Materials management is focused on:
1. Knowing and reducing the lifecycle impacts across the supply chain;
2. Using less material inputs (reduce, reuse, recycle);
3. Using less toxic and more renewable materials; and
4. Considering whether services can be substituted for products.
The roadmap includes 3 main recommendations:
1: Promote efforts to manage materials and products on a life-cycle basis
2: Build capacity and integrate materials management approaches in existing government programs
3: Accelerate the broad, ongoing public dialogue on life-cycle materials management
The next update of Montana’s Integrated Waste Management Plan is likely to include consideration of the roadmap recommended by EPA.

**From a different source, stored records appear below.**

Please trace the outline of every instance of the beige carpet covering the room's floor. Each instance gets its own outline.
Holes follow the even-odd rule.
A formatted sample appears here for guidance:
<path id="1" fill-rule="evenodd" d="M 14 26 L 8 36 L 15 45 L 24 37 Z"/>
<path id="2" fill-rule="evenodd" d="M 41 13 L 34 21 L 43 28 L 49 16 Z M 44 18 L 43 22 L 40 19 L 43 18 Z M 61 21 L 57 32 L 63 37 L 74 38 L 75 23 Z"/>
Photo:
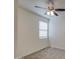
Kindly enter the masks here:
<path id="1" fill-rule="evenodd" d="M 65 51 L 57 48 L 46 48 L 25 56 L 24 59 L 65 59 Z"/>

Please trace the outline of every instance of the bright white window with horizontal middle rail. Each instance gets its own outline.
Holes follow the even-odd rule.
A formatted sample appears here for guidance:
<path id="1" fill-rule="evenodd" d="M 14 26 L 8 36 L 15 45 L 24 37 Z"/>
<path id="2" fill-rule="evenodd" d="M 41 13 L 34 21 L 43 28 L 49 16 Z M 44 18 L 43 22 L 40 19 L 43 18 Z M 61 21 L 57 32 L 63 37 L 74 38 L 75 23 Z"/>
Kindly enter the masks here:
<path id="1" fill-rule="evenodd" d="M 48 38 L 48 23 L 44 21 L 39 21 L 39 38 L 40 39 Z"/>

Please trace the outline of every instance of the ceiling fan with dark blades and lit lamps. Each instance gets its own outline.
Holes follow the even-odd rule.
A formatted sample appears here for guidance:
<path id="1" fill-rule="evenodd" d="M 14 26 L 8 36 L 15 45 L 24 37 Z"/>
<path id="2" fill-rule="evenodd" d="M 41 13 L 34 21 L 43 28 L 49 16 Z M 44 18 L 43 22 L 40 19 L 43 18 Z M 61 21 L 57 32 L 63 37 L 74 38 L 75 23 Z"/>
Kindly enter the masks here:
<path id="1" fill-rule="evenodd" d="M 58 9 L 55 9 L 54 8 L 54 2 L 52 0 L 48 0 L 48 6 L 47 8 L 44 8 L 44 7 L 40 7 L 40 6 L 34 6 L 35 8 L 41 8 L 41 9 L 45 9 L 46 12 L 45 14 L 47 15 L 55 15 L 55 16 L 59 16 L 56 11 L 65 11 L 65 9 L 62 9 L 62 8 L 58 8 Z"/>

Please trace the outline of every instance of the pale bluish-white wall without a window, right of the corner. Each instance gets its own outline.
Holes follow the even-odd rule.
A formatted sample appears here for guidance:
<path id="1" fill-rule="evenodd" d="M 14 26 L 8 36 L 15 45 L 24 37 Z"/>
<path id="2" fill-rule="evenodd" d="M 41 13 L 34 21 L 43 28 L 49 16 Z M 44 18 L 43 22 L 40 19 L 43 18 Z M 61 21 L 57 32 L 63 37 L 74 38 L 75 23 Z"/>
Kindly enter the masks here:
<path id="1" fill-rule="evenodd" d="M 52 47 L 65 49 L 65 16 L 50 19 L 49 39 Z"/>

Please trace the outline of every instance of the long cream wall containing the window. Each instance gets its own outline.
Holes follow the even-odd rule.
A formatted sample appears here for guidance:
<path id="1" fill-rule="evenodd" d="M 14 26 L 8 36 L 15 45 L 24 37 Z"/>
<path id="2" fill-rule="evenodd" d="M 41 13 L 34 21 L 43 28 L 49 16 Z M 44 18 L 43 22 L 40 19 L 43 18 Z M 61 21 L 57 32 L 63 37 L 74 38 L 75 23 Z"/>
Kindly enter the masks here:
<path id="1" fill-rule="evenodd" d="M 23 8 L 17 10 L 17 40 L 15 58 L 26 56 L 49 46 L 48 40 L 40 40 L 38 21 L 47 19 L 37 16 Z"/>

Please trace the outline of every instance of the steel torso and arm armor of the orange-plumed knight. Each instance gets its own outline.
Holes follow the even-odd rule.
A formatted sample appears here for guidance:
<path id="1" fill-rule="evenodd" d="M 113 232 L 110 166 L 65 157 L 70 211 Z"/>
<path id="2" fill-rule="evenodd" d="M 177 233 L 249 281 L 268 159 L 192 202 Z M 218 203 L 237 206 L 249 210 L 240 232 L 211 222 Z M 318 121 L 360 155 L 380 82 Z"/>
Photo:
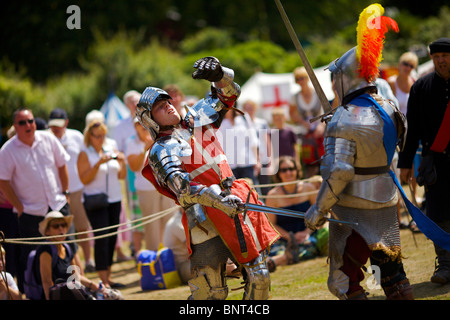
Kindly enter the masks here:
<path id="1" fill-rule="evenodd" d="M 388 103 L 380 102 L 395 121 L 398 132 L 403 133 L 404 128 L 396 119 L 395 110 Z M 339 107 L 328 123 L 326 136 L 321 171 L 339 198 L 339 205 L 376 209 L 396 203 L 397 189 L 388 173 L 359 173 L 360 169 L 387 165 L 383 121 L 375 107 Z M 342 166 L 348 169 L 339 169 Z M 348 176 L 344 177 L 346 174 Z"/>

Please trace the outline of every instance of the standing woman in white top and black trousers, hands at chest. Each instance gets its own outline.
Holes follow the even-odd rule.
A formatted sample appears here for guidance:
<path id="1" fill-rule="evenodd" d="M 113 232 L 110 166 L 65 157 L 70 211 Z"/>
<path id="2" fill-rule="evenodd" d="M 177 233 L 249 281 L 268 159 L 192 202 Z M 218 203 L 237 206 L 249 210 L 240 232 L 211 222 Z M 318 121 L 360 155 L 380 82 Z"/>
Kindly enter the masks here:
<path id="1" fill-rule="evenodd" d="M 77 166 L 81 182 L 85 185 L 84 195 L 106 193 L 108 206 L 101 210 L 86 209 L 92 228 L 99 229 L 117 225 L 120 218 L 122 186 L 120 179 L 126 177 L 125 156 L 117 151 L 117 144 L 106 138 L 108 129 L 103 122 L 93 121 L 84 129 L 85 148 L 78 156 Z M 102 235 L 117 231 L 117 228 L 95 232 Z M 117 235 L 95 240 L 95 267 L 106 287 L 115 288 L 111 282 L 111 265 Z"/>

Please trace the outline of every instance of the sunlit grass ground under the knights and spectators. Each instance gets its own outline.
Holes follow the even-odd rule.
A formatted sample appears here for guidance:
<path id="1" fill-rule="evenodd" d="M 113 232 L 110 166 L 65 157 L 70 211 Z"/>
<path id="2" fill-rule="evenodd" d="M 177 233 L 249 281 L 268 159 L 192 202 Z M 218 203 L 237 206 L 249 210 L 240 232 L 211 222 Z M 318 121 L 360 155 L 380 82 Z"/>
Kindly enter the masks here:
<path id="1" fill-rule="evenodd" d="M 434 247 L 430 240 L 422 234 L 413 234 L 409 230 L 401 230 L 401 242 L 404 256 L 404 267 L 411 282 L 417 300 L 450 300 L 450 284 L 437 285 L 430 282 L 434 271 Z M 417 243 L 417 246 L 416 246 Z M 87 274 L 96 278 L 96 274 Z M 327 258 L 321 257 L 295 265 L 278 267 L 271 273 L 272 300 L 336 300 L 327 289 Z M 134 261 L 115 263 L 113 265 L 113 281 L 126 284 L 121 290 L 126 300 L 185 300 L 190 294 L 187 286 L 167 290 L 142 291 L 139 274 Z M 367 275 L 363 285 L 369 292 L 369 299 L 384 300 L 381 289 L 370 290 L 366 286 Z M 242 280 L 242 279 L 241 279 Z M 228 299 L 240 300 L 242 290 L 231 289 L 241 287 L 239 279 L 228 281 L 230 293 Z M 369 282 L 370 283 L 370 282 Z"/>

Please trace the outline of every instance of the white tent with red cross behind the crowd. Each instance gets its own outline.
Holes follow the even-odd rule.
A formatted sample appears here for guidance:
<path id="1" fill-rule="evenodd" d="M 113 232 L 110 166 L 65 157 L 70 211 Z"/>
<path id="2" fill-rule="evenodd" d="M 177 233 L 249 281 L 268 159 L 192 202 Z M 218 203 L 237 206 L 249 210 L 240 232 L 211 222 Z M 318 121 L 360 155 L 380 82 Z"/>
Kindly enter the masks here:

8. Glass-making infrastructure in U.S. not likely to recover (strongly)
9. RecycleMania started Jan. 17th
This is the 10th year that this college-based recycling competition has taken place. Over a 10-week period, schools report recycling and waste data, which is then ranked according to how many recyclables are collected per capita, the largest amount of total recyclables, the least amount of trash per capita, and/or which school has the highest recycling rate. Last year the competition collected 69.4 million pounds of recyclable material!
10. Recycling prices move up (excerpted from Resource Recycling)
Recycling processors are smiling again. The value of many secondary materials has moved higher in the past three weeks.
Recovered paper prices rose by $25 to $50 per ton in late December and early January, fueled by robust export demand during a period of low generation. Buyers report a lack of bales throughout the supply chain, which is giving support for predictions of continuing price improvement.
Cold weather in much of the country has led to just a trickle of scrap being received by American scrap metal processors. As a result, domestic and foreign steel mills are scrambling to acquire sufficient material to keep their furnaces operating. This has helped push prices up handsomely.
Virgin plastic producers are again seeking more for their products due to rising feedstock costs. This has provided an opportunity for recycled resin makers to also move prices upward.
One constraint to improving markets is the lack of overseas shipping containers. Shipping lines have few containers available, and the empty containers they do have are being provided first to shippers of finished goods, rather than firms moving lower-valued recyclable materials, which typically pay a lower fee.